Boon for Binge Watching: How AI Could Help You Enjoy Even More TV
We love TV. Americans spend half their leisure time watching it. Now Comcast is using AI to help us love it even more.
The company is using GPU-accelerated deep learning to make it easier than ever to find shows you want to watch. It’s also making it easier to interact with your TV beyond the remote’s keypad, by simply talking. And that’s just for starters.
“We’re looking at how we can evolve and even reinvent the TV experience,” said Jan Neumann, director of technical R&D at Comcast.
Forget Channel Surfing
Neumann spoke recently at our GPU Technology Conference about how TVs could soon answer complex questions, find episodes even when you forget their name, or quickly pull up the highlights of a show or sporting event.
To deliver these features, Comcast is using GPUs and deep learning-powered natural language processing, image recognition, video analysis and other technologies to describe and understand what’s happening on the screen.
“We want you to be able to jump to your daughter’s favorite song in ‘Frozen,’” Neumann said. “We want you to be able to pick up the remote, ask who plays the Oracle in ‘The Matrix’ and get an instant answer.”

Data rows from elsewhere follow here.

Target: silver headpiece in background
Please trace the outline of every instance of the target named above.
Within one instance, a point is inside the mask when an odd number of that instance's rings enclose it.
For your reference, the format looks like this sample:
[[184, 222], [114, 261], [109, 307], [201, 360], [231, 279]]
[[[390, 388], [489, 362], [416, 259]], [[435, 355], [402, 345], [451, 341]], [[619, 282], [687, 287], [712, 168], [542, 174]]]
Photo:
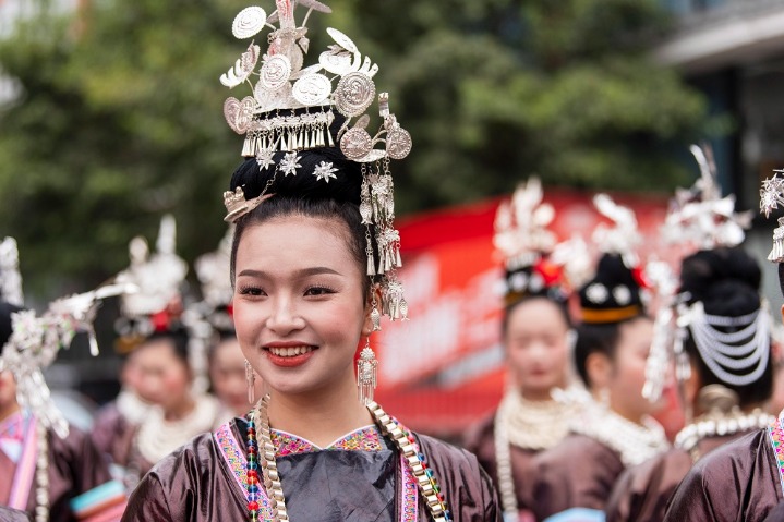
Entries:
[[16, 306], [24, 304], [19, 248], [13, 238], [5, 238], [0, 242], [0, 300]]
[[700, 166], [700, 178], [691, 189], [676, 191], [664, 220], [664, 239], [695, 251], [739, 245], [751, 224], [751, 213], [735, 211], [734, 194], [722, 197], [711, 149], [697, 145], [689, 149]]

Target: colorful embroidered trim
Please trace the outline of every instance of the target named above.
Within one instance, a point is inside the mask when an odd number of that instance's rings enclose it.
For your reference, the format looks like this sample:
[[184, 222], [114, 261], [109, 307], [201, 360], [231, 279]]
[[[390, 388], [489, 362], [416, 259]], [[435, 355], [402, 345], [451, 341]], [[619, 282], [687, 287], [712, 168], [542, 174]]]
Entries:
[[768, 437], [770, 437], [773, 454], [776, 459], [779, 468], [779, 483], [784, 495], [784, 429], [782, 428], [781, 418], [776, 418], [768, 426]]
[[417, 505], [419, 490], [417, 479], [406, 463], [406, 456], [400, 453], [400, 469], [402, 470], [402, 494], [400, 495], [400, 522], [415, 522], [418, 519]]
[[[231, 430], [230, 423], [226, 423], [220, 426], [213, 435], [215, 441], [220, 450], [220, 454], [224, 458], [227, 466], [231, 471], [237, 485], [240, 488], [242, 498], [245, 498], [246, 486], [245, 486], [245, 466], [248, 461], [245, 453], [242, 448], [237, 444], [234, 434]], [[277, 452], [280, 456], [293, 454], [302, 451], [292, 451], [285, 453], [284, 451], [291, 451], [294, 448], [306, 448], [306, 451], [318, 451], [312, 444], [306, 440], [300, 439], [294, 435], [273, 432], [274, 444], [277, 448]], [[281, 444], [279, 444], [279, 440]], [[299, 441], [294, 444], [294, 440]], [[287, 446], [290, 442], [291, 446]], [[381, 434], [375, 426], [369, 426], [366, 428], [357, 430], [352, 434], [347, 435], [342, 439], [335, 442], [333, 446], [327, 448], [329, 450], [359, 450], [359, 451], [381, 451], [384, 449], [384, 444], [381, 440]], [[400, 456], [400, 469], [402, 470], [402, 484], [400, 485], [400, 522], [417, 522], [418, 520], [418, 502], [419, 491], [417, 489], [417, 481], [414, 479], [411, 470], [406, 463], [406, 458]], [[269, 507], [269, 499], [264, 488], [260, 488], [260, 521], [269, 522], [273, 520], [272, 509]]]
[[336, 440], [326, 448], [319, 448], [310, 440], [298, 437], [286, 432], [270, 430], [276, 454], [286, 457], [290, 454], [311, 453], [325, 450], [346, 451], [381, 451], [384, 445], [381, 441], [382, 435], [375, 426], [367, 426], [352, 432], [343, 438]]
[[[242, 448], [239, 444], [237, 444], [234, 434], [231, 432], [231, 423], [228, 422], [221, 425], [215, 434], [213, 434], [213, 437], [218, 445], [218, 449], [220, 450], [220, 454], [224, 457], [224, 461], [229, 466], [234, 481], [237, 481], [237, 485], [240, 487], [242, 498], [246, 498], [248, 486], [245, 484], [245, 466], [248, 465], [248, 460], [245, 459], [245, 453], [242, 451]], [[261, 515], [258, 520], [265, 522], [272, 521], [273, 512], [269, 506], [269, 499], [267, 498], [267, 491], [265, 491], [263, 487], [258, 489], [257, 502]]]
[[[13, 475], [11, 494], [8, 506], [14, 509], [27, 509], [27, 499], [36, 473], [36, 457], [38, 457], [38, 432], [37, 422], [33, 415], [26, 418], [24, 427], [24, 442], [22, 444], [22, 456], [16, 462], [16, 471]], [[46, 442], [46, 441], [44, 441]]]

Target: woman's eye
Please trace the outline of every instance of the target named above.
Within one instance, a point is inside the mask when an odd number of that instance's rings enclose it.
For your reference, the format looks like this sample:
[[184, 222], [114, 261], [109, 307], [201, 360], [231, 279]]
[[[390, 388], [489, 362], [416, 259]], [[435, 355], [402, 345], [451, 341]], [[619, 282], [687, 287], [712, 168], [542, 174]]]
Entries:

For the time being, Comcast’s deep learning software recommends shows and movies and provides personalized menus based on what you’ve watched before. This feature, and the voice remote, are part of Comcast’s interactive Xfinity X1 platform.
Better Customer Service with GPUs
The company is tuning into deep learning for easier and faster customer support. Comcast is working on AI-powered tools that would automatically understand callers’ queries and to route them to the right person.
In addition, the system learns how customer service agents solved problems in the past to make future fixes faster. Even better, Neumann and his team are creating technology to detect, and possibly correct, technical problems before customers ever notice.
Finding the Content You Love
All this is possible now because Comcast has massive amounts of data, the computing power supplied by GPUs and the algorithms to take advantage of these, Neumann said.
For computing brawn, the cable company relies on a variety of NVIDIA GPUs, including the NVIDIA DGX deep learning supercomputer.
“We want to help you find the content you love, get you there as quickly as possible, give you the best recommendations and let you use your voice to ask difficult questions,” Neumann said. “It’s not possible without the help of NVIDIA and its GPUs.”